W 1925 roku Dowbysz stał się miejscem eksperementu: z okolicznych polskich wsi utworzono pierwszy w ZRSR polski rejon narodowościowy imienia Juliana Marchlewskiego. Ten ostatni, gorliwy bolszewik, był kierownikiem Moskiewskiego Uniwersytetu Narodów Zachodu. Po śmierci J. Marchlewskiego w 1926 roku nazwę Dowbysz zmieniono na Marchlewsk. Marchlewszczyzna miała stać wzorowym rejonem autonomicznym. Bolszewicy pragnęli pokazać swemu zachodniemu sąsiadowi — Polsce, że Polacy jako nacja także podporządkują się «władzy robotników i chłopów». Pomiędzy radami wiejskimi 30 było polskich, dwie ukraińskie i jedna niemiecka. Marchlewsk stał się symbolem polskości regionu, i nawet po powrocie historycznej nazwy «Dowbysz» między ludźmi starszymi używana jest nazwa Marchlewsk. Miejscowa polskojęzyczna gazeta «Marchlewszczyzna Radziecka» ukazywała się w nakładzie 25 tys. egzemplarzy. Przed początkiem prześladowań komunistycznych w rejonie działały trzy kościoły, dwie kaplice, cztery parochy (ewangelickie), zarejestrowano 15 rzymskokatolickich parafii. Dlatego Polacy Marchlewszczyzny zaznali w pierwszym rzędzie ciosów represji. W 1935 roku polski rejon został zlikwidowany. W 1957 roku dołączono go do rejonu baranowskiego.

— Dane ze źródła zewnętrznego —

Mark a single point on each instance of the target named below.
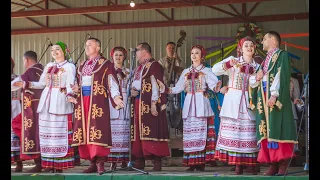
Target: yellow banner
(226, 54)
(219, 52)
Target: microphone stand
(305, 114)
(44, 52)
(129, 166)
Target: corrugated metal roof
(23, 4)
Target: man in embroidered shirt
(276, 131)
(166, 61)
(149, 128)
(92, 130)
(30, 97)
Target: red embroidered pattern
(189, 144)
(88, 66)
(120, 145)
(54, 149)
(237, 143)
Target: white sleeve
(155, 89)
(219, 69)
(71, 74)
(253, 82)
(179, 87)
(212, 80)
(41, 84)
(16, 80)
(114, 87)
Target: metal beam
(32, 4)
(24, 5)
(88, 16)
(159, 11)
(234, 9)
(124, 7)
(109, 1)
(36, 22)
(253, 8)
(30, 19)
(190, 22)
(229, 13)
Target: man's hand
(75, 88)
(18, 84)
(218, 86)
(134, 92)
(119, 102)
(224, 90)
(233, 62)
(72, 100)
(259, 75)
(297, 101)
(154, 111)
(272, 101)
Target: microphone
(49, 42)
(132, 49)
(306, 79)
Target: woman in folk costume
(120, 125)
(15, 111)
(197, 114)
(237, 141)
(55, 111)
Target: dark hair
(31, 55)
(146, 47)
(276, 35)
(97, 41)
(171, 43)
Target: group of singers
(100, 107)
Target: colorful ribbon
(214, 38)
(219, 46)
(294, 35)
(296, 46)
(218, 52)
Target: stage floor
(168, 173)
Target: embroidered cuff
(26, 84)
(226, 65)
(117, 96)
(274, 93)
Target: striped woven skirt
(237, 144)
(61, 162)
(206, 155)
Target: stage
(167, 173)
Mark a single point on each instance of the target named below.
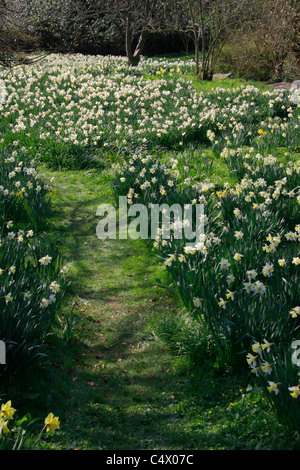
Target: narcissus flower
(3, 427)
(273, 387)
(7, 411)
(52, 422)
(295, 391)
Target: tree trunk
(134, 57)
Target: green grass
(116, 385)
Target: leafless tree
(13, 38)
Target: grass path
(118, 387)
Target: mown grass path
(118, 387)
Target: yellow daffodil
(7, 411)
(3, 427)
(52, 422)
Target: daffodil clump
(64, 106)
(23, 194)
(32, 277)
(32, 284)
(13, 432)
(279, 377)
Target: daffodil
(3, 427)
(273, 387)
(7, 411)
(294, 391)
(52, 422)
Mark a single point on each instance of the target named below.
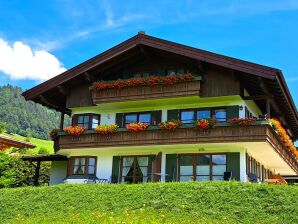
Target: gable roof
(273, 75)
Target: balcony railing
(187, 134)
(180, 89)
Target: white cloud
(19, 61)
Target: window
(137, 117)
(202, 167)
(135, 169)
(188, 117)
(82, 166)
(220, 115)
(88, 121)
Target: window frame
(211, 109)
(194, 159)
(138, 117)
(134, 167)
(71, 165)
(75, 120)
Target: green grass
(40, 143)
(195, 202)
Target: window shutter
(74, 120)
(171, 167)
(233, 164)
(119, 119)
(156, 117)
(232, 112)
(173, 114)
(115, 169)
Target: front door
(135, 169)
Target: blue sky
(43, 38)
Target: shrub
(170, 125)
(105, 129)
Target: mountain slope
(26, 118)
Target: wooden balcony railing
(222, 133)
(188, 88)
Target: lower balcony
(261, 132)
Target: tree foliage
(26, 118)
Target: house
(170, 81)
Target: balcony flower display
(74, 130)
(206, 123)
(137, 126)
(105, 129)
(170, 125)
(54, 133)
(279, 129)
(241, 121)
(150, 81)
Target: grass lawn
(40, 143)
(193, 202)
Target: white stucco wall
(58, 172)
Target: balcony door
(135, 169)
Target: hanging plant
(74, 130)
(137, 126)
(170, 125)
(284, 137)
(206, 123)
(54, 134)
(241, 121)
(105, 129)
(133, 82)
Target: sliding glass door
(135, 169)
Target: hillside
(26, 118)
(48, 145)
(192, 202)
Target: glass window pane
(217, 178)
(218, 169)
(91, 170)
(219, 159)
(220, 115)
(187, 117)
(95, 121)
(203, 114)
(203, 178)
(130, 118)
(80, 119)
(145, 118)
(203, 170)
(91, 161)
(186, 178)
(203, 160)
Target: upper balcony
(180, 88)
(259, 138)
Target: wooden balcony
(222, 133)
(181, 89)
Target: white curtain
(127, 163)
(143, 164)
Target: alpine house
(152, 110)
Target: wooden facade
(190, 88)
(220, 134)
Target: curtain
(127, 163)
(143, 164)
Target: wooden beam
(63, 90)
(88, 77)
(256, 97)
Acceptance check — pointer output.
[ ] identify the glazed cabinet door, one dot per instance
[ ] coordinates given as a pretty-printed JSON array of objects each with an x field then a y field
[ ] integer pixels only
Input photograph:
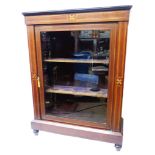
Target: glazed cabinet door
[{"x": 75, "y": 64}]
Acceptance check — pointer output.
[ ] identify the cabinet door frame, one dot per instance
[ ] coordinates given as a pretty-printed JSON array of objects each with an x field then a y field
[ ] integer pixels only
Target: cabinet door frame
[{"x": 111, "y": 77}]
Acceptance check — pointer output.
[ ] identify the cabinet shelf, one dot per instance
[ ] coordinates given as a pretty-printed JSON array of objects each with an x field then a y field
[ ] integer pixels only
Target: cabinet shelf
[
  {"x": 77, "y": 91},
  {"x": 67, "y": 60}
]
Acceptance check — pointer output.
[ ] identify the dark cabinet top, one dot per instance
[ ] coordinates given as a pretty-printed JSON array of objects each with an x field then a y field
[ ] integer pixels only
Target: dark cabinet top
[{"x": 99, "y": 9}]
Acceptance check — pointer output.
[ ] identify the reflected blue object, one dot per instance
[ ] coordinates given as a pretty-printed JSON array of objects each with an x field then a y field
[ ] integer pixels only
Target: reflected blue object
[
  {"x": 82, "y": 68},
  {"x": 86, "y": 80}
]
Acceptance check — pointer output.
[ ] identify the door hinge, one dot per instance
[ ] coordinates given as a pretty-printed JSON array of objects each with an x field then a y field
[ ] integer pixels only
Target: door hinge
[{"x": 38, "y": 81}]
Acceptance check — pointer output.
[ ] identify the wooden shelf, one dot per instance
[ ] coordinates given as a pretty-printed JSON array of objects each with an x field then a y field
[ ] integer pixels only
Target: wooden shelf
[
  {"x": 79, "y": 91},
  {"x": 66, "y": 60}
]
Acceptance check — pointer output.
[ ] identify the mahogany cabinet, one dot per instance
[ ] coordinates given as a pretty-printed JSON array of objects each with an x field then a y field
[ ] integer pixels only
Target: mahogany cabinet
[{"x": 77, "y": 60}]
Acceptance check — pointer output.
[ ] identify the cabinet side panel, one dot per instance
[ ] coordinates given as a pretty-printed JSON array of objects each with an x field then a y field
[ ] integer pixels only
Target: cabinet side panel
[
  {"x": 119, "y": 74},
  {"x": 33, "y": 67}
]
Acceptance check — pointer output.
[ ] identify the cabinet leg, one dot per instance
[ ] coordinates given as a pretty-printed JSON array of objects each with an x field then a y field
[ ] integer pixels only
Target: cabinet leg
[
  {"x": 118, "y": 147},
  {"x": 36, "y": 132}
]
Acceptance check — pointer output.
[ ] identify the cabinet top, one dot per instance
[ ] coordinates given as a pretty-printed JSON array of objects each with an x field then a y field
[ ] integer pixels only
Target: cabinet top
[{"x": 99, "y": 9}]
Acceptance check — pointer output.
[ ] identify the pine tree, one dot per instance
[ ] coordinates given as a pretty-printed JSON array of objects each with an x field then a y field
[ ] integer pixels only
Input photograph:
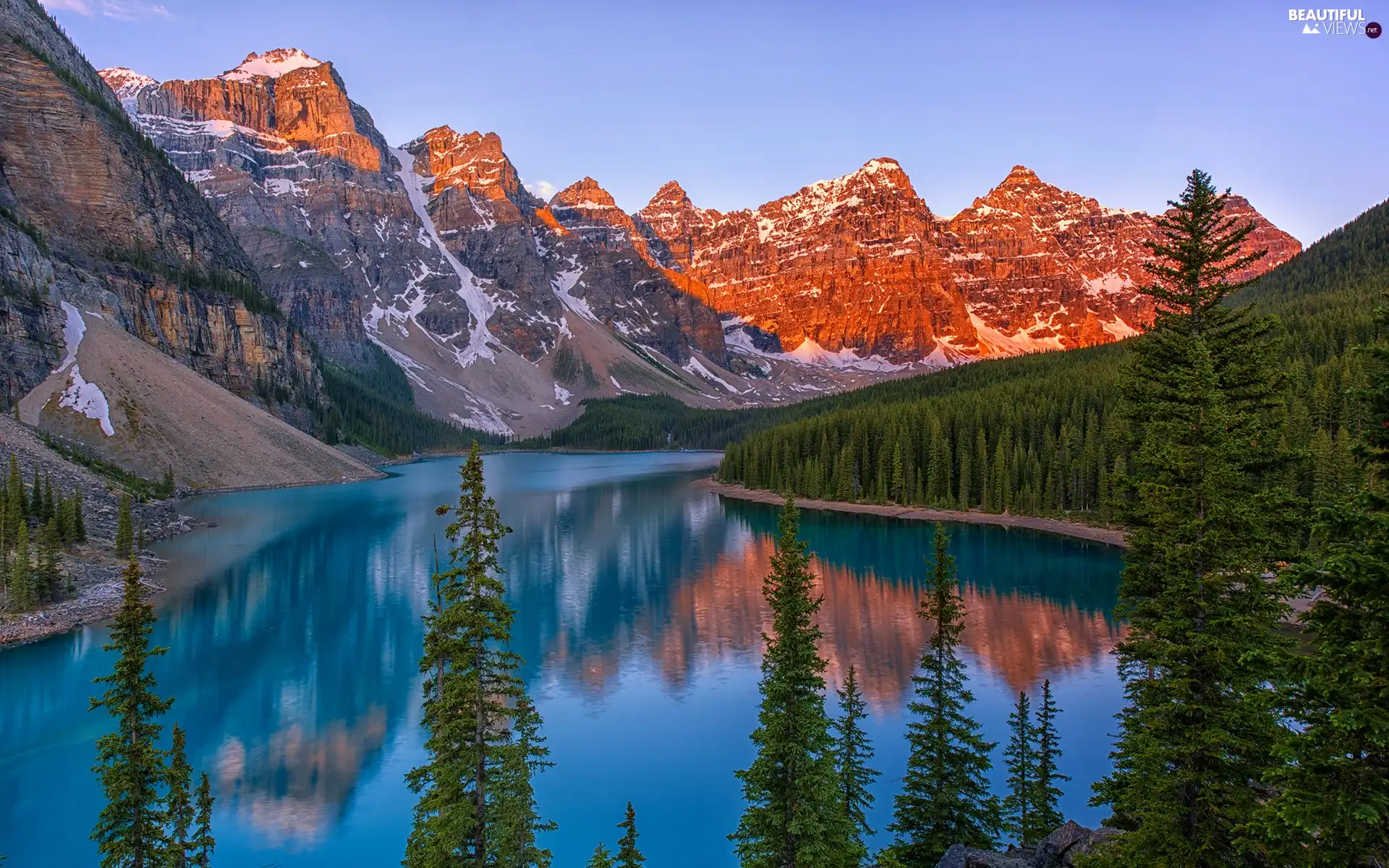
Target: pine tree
[
  {"x": 21, "y": 573},
  {"x": 1019, "y": 816},
  {"x": 203, "y": 841},
  {"x": 792, "y": 816},
  {"x": 602, "y": 859},
  {"x": 1200, "y": 399},
  {"x": 78, "y": 520},
  {"x": 514, "y": 817},
  {"x": 853, "y": 750},
  {"x": 129, "y": 765},
  {"x": 945, "y": 795},
  {"x": 483, "y": 738},
  {"x": 1046, "y": 796},
  {"x": 178, "y": 777},
  {"x": 1333, "y": 804},
  {"x": 124, "y": 529},
  {"x": 14, "y": 503},
  {"x": 626, "y": 853}
]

Najkrótsza droga z Berdyczowa do Dowbysza wiedzie przez Czudnów i Romanów. Miasteczka te są położone w malowniczej okolicy, gdzie spotykamy ogromne pola uprawne, stawy rybne, rzeczki, laski. Po Romanowie nasz samochód wjeżdża do gęstego lasu. Kilkadziesiąt kilometrów nie widać żadnego osiedla, żadnego domu czy chaty. Po obu stronach drogi ciągnie się las. Potem wjeżdżamy do Dowbysza. Tutaj nie zauważyliśmy ani jednego nowozbudowanego domu mieszkalnego. Wygląd osiedla nie zmienił się wcale, a ostatnio byłam tutaj ponad 30 lat temu. Jedyna nowa budowla to gmach nowoczesnego kościoła.

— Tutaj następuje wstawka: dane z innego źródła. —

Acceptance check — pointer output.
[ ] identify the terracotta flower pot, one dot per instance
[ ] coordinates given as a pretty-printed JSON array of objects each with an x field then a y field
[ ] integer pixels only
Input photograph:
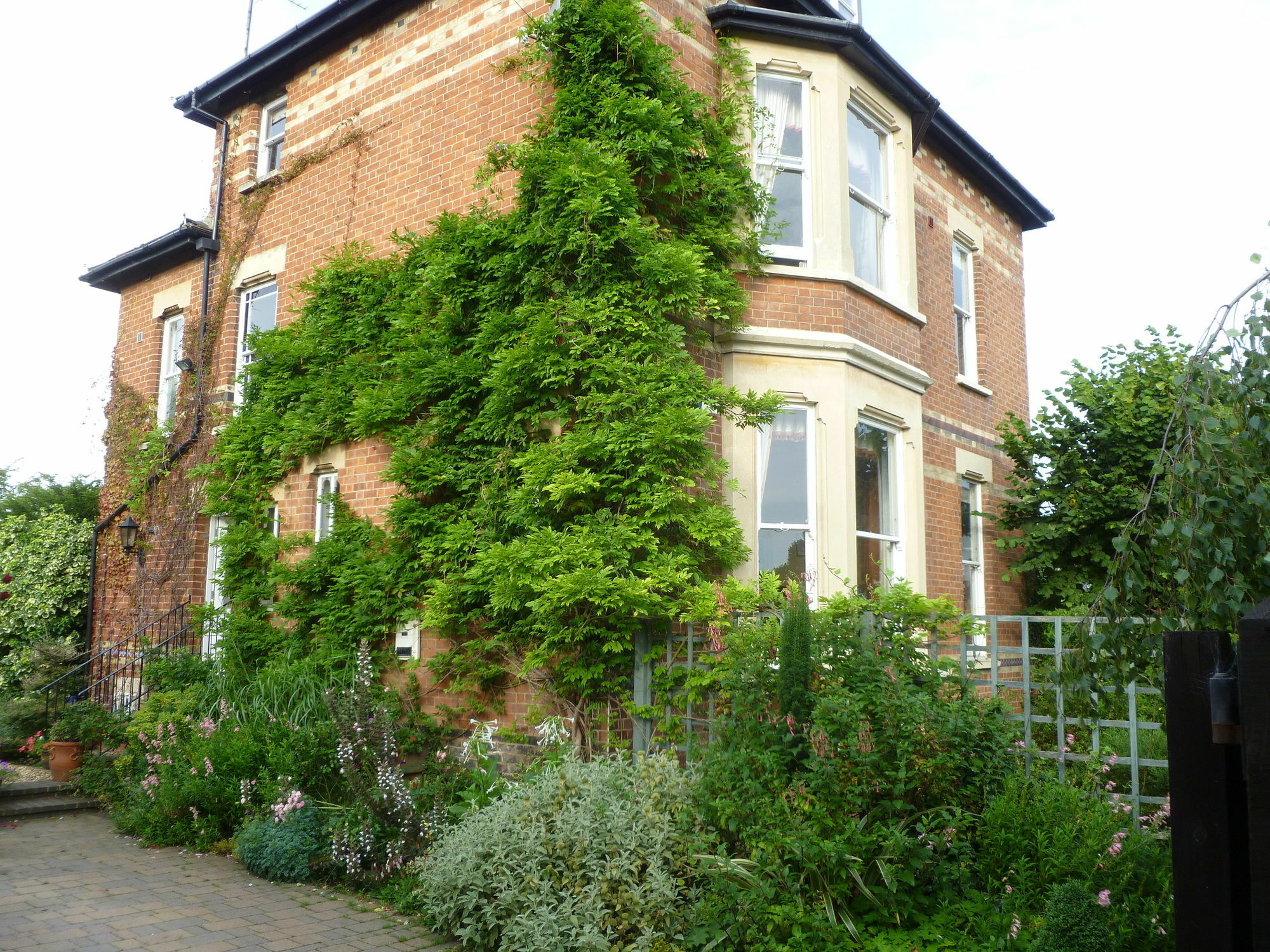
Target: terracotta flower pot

Przed wyjazdem umówiliśmy na spotkanie z prezesem Stowarzyszenia Polaków im. Jana Pawła II, Stefanem Kurjatą. Pan Stefan w 1996 r. założył w Dowbyszu polską organizację. Pielęgnuje dziedzictwo historyczne tej miejscowości. Zamiłowany jest w historii Dowbysza (byłego Marchlewska) i jego okolic. O zainteresowaniach pana Kurjaty świadczy ogromna ilość literatury naukowej, teczki z materiałami archiwalnymi i zdjęciami, rarytasy bukinistyczne, zgromadzone w lokalu Stowarzyszenia. Długo siedzimy przy herbacie, rozmawiając o czasach sowieckich, o przeszłości naszego narodu, który nie z swojej winy pozostał na terenach imperium radzieckiego.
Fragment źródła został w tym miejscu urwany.